Over the last couple of weeks I've been talking to you about a crisis in LA's small theaters: how Actors' Equity, the actors' union is foisting a new plan on the 99-seat theaters.
The union's plan, in oversimplified terms, is that union actors should be paid minimum wage in LA's under-99-seat theaters. The theater communities response, by and large? 'We're all for change and negotiation but these new rules will make it impossible to be a sustainable small theater.'
So why should you care? What difference does it make if there's less theater in Los Angeles? All of this should matter to you if you care about the future of the performing arts, the importance of our civic fabric, and ultimately the need for charity.
Stick with me this gets a little wonky.
What's being conflated when Equity invokes the minimum wage is the rationale and economics of the for-profit world; what's being obscured are the troubling realities and trends in the non-profit world.
Theater in Los Angeles, theater in America, is largely a non-profit endeavor. To oversimplify things: the commercial, or for-profit theater, is really limited to Broadway shows. So that means for most folks in LA the only place they might have seen a for-profit show is at the Pantages. Even the Ahmanson, where you might catch a similar Broadway tour, is a non-profit. All the theaters you can probably name in LA are non-profits . . . or charities.
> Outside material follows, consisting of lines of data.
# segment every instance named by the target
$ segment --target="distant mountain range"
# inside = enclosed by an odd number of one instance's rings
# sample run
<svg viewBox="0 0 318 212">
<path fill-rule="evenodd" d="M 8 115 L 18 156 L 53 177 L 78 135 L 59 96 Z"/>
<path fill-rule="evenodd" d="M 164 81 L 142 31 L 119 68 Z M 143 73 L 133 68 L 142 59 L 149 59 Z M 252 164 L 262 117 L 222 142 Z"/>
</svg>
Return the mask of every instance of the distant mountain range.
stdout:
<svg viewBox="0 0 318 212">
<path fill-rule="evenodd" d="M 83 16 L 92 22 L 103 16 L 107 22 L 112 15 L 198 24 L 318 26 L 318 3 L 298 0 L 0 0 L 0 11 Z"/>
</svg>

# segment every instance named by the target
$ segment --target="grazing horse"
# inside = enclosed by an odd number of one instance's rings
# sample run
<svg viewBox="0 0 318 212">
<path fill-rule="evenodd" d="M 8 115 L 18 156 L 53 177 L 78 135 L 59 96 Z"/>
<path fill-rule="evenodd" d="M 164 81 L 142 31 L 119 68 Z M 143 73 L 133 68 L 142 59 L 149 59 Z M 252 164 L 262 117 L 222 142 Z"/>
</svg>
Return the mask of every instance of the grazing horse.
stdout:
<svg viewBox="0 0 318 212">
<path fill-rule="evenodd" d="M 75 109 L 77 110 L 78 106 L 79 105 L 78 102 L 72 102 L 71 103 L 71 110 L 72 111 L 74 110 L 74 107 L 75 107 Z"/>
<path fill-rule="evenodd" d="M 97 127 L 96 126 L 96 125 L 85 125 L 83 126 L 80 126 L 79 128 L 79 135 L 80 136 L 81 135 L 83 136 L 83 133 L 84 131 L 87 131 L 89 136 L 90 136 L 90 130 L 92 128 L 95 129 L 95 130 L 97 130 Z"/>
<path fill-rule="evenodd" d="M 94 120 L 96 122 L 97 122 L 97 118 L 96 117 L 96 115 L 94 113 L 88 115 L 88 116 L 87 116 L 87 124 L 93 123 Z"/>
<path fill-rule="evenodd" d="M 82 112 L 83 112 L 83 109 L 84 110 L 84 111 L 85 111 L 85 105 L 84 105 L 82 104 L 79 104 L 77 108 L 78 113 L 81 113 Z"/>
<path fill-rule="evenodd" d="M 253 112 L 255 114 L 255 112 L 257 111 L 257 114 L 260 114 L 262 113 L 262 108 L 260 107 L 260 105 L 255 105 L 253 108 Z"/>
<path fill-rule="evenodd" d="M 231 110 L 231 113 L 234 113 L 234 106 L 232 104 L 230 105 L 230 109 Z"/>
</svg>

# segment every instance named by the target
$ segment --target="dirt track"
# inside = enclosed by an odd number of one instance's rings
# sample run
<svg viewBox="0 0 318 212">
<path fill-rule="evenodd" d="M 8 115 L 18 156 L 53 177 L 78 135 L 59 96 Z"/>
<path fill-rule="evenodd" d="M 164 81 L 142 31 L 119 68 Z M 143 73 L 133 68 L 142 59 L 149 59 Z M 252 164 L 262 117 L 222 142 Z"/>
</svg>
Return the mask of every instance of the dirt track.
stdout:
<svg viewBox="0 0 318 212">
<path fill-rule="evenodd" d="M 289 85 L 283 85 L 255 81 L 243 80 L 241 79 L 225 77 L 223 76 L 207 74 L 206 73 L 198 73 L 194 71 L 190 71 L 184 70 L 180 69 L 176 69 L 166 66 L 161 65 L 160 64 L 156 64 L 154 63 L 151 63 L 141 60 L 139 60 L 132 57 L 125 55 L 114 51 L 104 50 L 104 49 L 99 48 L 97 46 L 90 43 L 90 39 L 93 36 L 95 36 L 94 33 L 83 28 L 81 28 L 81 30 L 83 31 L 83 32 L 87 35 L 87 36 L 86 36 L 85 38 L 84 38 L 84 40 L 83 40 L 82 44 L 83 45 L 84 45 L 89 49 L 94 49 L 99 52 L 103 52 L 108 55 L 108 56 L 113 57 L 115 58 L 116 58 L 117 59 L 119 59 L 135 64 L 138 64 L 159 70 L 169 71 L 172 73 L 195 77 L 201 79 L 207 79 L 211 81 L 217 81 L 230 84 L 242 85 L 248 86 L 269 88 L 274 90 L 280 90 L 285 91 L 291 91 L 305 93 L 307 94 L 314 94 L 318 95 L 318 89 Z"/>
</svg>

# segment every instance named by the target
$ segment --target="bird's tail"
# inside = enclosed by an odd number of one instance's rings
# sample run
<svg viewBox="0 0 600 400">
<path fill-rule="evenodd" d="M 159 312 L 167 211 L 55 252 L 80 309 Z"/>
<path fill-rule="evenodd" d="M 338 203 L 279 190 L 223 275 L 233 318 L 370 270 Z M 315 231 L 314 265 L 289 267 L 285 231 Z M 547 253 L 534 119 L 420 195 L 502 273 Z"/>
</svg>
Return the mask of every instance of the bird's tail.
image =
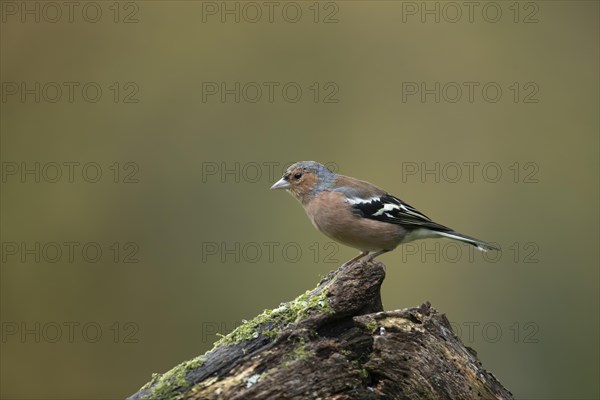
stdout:
<svg viewBox="0 0 600 400">
<path fill-rule="evenodd" d="M 459 242 L 465 242 L 472 246 L 477 247 L 481 251 L 488 250 L 500 250 L 500 247 L 494 246 L 493 244 L 489 244 L 484 242 L 483 240 L 472 238 L 471 236 L 463 235 L 462 233 L 454 232 L 454 231 L 437 231 L 438 235 L 447 237 L 449 239 L 458 240 Z"/>
</svg>

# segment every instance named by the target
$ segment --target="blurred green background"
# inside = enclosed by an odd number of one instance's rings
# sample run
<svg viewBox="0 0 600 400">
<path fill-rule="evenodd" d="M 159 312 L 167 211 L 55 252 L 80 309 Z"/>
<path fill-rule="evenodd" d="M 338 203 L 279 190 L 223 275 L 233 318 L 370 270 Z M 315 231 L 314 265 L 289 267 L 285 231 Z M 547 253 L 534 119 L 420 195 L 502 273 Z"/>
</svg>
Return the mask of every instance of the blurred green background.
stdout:
<svg viewBox="0 0 600 400">
<path fill-rule="evenodd" d="M 299 160 L 503 248 L 380 257 L 386 309 L 600 396 L 598 2 L 48 4 L 0 4 L 3 399 L 125 397 L 355 255 Z"/>
</svg>

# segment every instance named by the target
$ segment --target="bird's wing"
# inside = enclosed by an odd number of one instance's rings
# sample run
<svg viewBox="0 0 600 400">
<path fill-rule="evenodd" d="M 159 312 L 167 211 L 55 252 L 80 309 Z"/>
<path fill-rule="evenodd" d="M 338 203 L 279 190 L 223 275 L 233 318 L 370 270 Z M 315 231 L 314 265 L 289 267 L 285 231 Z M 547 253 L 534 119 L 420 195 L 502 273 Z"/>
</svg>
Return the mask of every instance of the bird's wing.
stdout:
<svg viewBox="0 0 600 400">
<path fill-rule="evenodd" d="M 348 203 L 363 218 L 402 225 L 409 229 L 427 228 L 435 231 L 452 229 L 433 222 L 425 214 L 388 193 L 370 198 L 348 197 Z"/>
</svg>

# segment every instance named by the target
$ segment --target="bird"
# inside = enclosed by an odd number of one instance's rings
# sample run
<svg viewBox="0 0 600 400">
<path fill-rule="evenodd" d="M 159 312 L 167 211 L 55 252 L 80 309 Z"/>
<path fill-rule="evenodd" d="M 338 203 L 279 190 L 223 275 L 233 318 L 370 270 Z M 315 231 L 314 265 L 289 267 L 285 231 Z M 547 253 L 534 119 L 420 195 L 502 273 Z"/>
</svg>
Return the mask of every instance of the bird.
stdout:
<svg viewBox="0 0 600 400">
<path fill-rule="evenodd" d="M 370 262 L 401 244 L 427 238 L 453 239 L 481 251 L 500 250 L 432 221 L 369 182 L 337 174 L 316 161 L 292 164 L 271 189 L 285 189 L 302 204 L 317 230 L 360 251 L 343 266 Z"/>
</svg>

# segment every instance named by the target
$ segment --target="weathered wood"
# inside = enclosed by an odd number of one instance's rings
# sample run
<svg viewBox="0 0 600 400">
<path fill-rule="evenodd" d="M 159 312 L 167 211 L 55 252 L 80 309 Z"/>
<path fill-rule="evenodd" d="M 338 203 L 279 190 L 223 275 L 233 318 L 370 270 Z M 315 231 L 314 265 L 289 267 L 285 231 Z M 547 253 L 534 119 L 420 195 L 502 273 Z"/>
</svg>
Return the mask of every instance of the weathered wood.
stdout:
<svg viewBox="0 0 600 400">
<path fill-rule="evenodd" d="M 383 311 L 384 277 L 341 267 L 129 399 L 512 399 L 429 303 Z"/>
</svg>

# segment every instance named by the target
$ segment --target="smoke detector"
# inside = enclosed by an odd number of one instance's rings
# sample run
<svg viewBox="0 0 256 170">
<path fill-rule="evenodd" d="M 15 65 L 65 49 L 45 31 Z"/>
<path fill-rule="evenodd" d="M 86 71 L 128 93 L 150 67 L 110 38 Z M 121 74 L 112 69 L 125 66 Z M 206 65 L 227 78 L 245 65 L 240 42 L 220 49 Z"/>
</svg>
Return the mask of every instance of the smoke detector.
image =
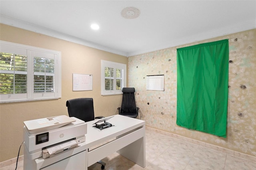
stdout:
<svg viewBox="0 0 256 170">
<path fill-rule="evenodd" d="M 136 18 L 140 16 L 140 10 L 134 7 L 127 7 L 124 8 L 121 12 L 122 16 L 126 19 Z"/>
</svg>

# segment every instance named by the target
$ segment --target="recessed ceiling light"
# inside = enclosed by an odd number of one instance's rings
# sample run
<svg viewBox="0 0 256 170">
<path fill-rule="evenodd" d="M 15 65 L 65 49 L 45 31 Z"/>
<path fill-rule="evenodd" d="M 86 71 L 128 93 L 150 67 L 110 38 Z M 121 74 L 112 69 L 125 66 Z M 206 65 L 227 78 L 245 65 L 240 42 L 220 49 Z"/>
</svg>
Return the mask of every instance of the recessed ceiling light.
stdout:
<svg viewBox="0 0 256 170">
<path fill-rule="evenodd" d="M 93 24 L 91 25 L 91 28 L 92 29 L 94 30 L 98 30 L 100 29 L 100 26 L 99 26 L 99 25 L 96 24 Z"/>
<path fill-rule="evenodd" d="M 134 7 L 127 7 L 124 8 L 121 12 L 121 15 L 125 18 L 134 19 L 140 16 L 140 10 Z"/>
</svg>

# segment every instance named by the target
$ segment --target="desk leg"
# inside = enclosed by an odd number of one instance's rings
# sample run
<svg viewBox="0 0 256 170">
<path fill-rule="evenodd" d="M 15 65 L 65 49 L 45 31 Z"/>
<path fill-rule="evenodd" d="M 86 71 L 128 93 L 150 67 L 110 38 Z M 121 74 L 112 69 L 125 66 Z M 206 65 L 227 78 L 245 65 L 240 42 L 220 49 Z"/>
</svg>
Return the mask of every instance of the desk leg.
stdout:
<svg viewBox="0 0 256 170">
<path fill-rule="evenodd" d="M 146 167 L 145 127 L 143 126 L 142 137 L 121 149 L 117 153 L 140 165 Z"/>
</svg>

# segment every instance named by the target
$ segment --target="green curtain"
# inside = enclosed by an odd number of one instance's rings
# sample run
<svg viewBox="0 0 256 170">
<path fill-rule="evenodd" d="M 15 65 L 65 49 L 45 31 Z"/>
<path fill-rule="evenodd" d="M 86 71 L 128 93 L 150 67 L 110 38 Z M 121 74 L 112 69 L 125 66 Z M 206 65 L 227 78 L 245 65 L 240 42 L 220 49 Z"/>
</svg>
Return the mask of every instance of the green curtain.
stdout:
<svg viewBox="0 0 256 170">
<path fill-rule="evenodd" d="M 226 137 L 228 40 L 177 49 L 178 125 Z"/>
</svg>

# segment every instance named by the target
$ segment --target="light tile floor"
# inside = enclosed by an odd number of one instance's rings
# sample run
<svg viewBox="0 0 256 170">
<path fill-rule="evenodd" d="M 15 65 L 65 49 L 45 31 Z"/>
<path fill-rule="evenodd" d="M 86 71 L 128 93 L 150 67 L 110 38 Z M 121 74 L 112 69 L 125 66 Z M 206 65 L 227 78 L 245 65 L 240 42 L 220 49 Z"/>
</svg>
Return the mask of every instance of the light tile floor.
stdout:
<svg viewBox="0 0 256 170">
<path fill-rule="evenodd" d="M 247 160 L 197 144 L 146 130 L 144 168 L 115 153 L 102 160 L 106 170 L 256 170 L 256 161 Z M 23 161 L 17 170 L 23 170 Z M 15 170 L 16 164 L 0 168 Z M 96 163 L 89 170 L 101 170 Z"/>
</svg>

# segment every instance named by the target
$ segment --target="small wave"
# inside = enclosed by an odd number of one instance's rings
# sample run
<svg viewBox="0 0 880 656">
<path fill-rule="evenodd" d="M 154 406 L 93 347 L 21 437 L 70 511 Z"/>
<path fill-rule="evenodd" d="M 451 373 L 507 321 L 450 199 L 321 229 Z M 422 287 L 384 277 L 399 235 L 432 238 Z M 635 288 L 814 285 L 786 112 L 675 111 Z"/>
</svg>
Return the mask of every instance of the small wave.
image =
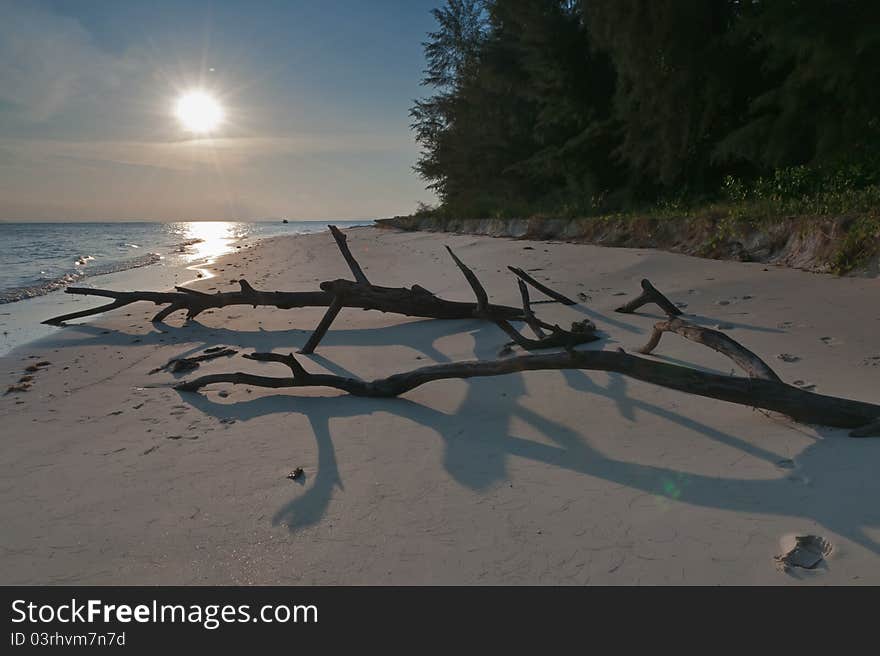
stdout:
<svg viewBox="0 0 880 656">
<path fill-rule="evenodd" d="M 82 258 L 80 258 L 82 259 Z M 90 259 L 95 259 L 90 257 Z M 57 278 L 52 278 L 49 280 L 40 281 L 36 285 L 30 285 L 26 287 L 13 287 L 11 289 L 3 289 L 0 290 L 0 304 L 3 303 L 14 303 L 15 301 L 22 301 L 26 298 L 33 298 L 35 296 L 43 296 L 44 294 L 48 294 L 49 292 L 54 292 L 58 289 L 62 289 L 71 285 L 78 280 L 82 280 L 83 278 L 91 278 L 94 276 L 103 276 L 108 273 L 117 273 L 119 271 L 127 271 L 128 269 L 137 269 L 139 267 L 149 266 L 151 264 L 155 264 L 159 260 L 162 259 L 162 256 L 158 253 L 148 253 L 147 255 L 141 255 L 140 257 L 133 257 L 129 260 L 122 260 L 120 262 L 108 262 L 107 264 L 101 264 L 98 266 L 89 267 L 85 270 L 74 270 L 64 275 L 58 276 Z M 79 260 L 77 260 L 79 261 Z"/>
<path fill-rule="evenodd" d="M 187 239 L 185 241 L 178 243 L 177 246 L 174 247 L 172 252 L 173 253 L 189 253 L 189 252 L 191 252 L 190 248 L 189 248 L 190 246 L 193 246 L 195 244 L 201 244 L 203 241 L 205 241 L 205 240 L 204 239 Z"/>
</svg>

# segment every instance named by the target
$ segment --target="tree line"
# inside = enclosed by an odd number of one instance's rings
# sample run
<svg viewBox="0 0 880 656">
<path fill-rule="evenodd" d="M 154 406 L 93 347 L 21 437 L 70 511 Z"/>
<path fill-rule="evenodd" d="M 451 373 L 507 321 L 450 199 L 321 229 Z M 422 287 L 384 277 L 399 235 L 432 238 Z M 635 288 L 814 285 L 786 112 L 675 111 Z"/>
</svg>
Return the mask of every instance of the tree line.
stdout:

Without getting bogged down in the Byzantine subsections or our tax code or the philosophy of charity: the notion behind a non-profit is a recognition that there are activities that the private sector either can't, or won't, engage in -- usually because you can't make any money doing it. So we've decided, through our tax code, to allow these organizations to take donations in money, time and materials and not pay taxes on their sales -- because these activities benefit the greater good.
Just to put a fine point on exactly how non-profit American theaters are. Theater Communications Group, the national service organization for theaters, puts out an annual report that aggregates financial information across the country and across the sector. It compares the earned revenue, basically ticket sales, to contributed revenue, donations and grants. The national average?
Less than 50% of revenue comes from ticket sales.
That means when you buy a ticket at any non-profit theater in America that ticket is covering less than half of the actual cost to put on that show. Someone else is paying for, or subsidizing, the cost of making that art.
We can argue about who should be paying that subsidy. I could flood you with statistics about who isn't. I could bore and frighten you with the trends in philanthropic giving. I could tell you that in Chicago or Seattle public funding for the arts is roughly $11 per person. In LA? $1 per person.
There's no question that in America, we undervalue the arts.
The reality in LA's small theaters is that it's the actors who are subsidizing the art through the donation of their time and often their money. That's a problem . . . but it's not a problem that's solved by Equity's proposed changes.
This is Anthony Byrnes Opening the Curtain on LA Theater for KCRW.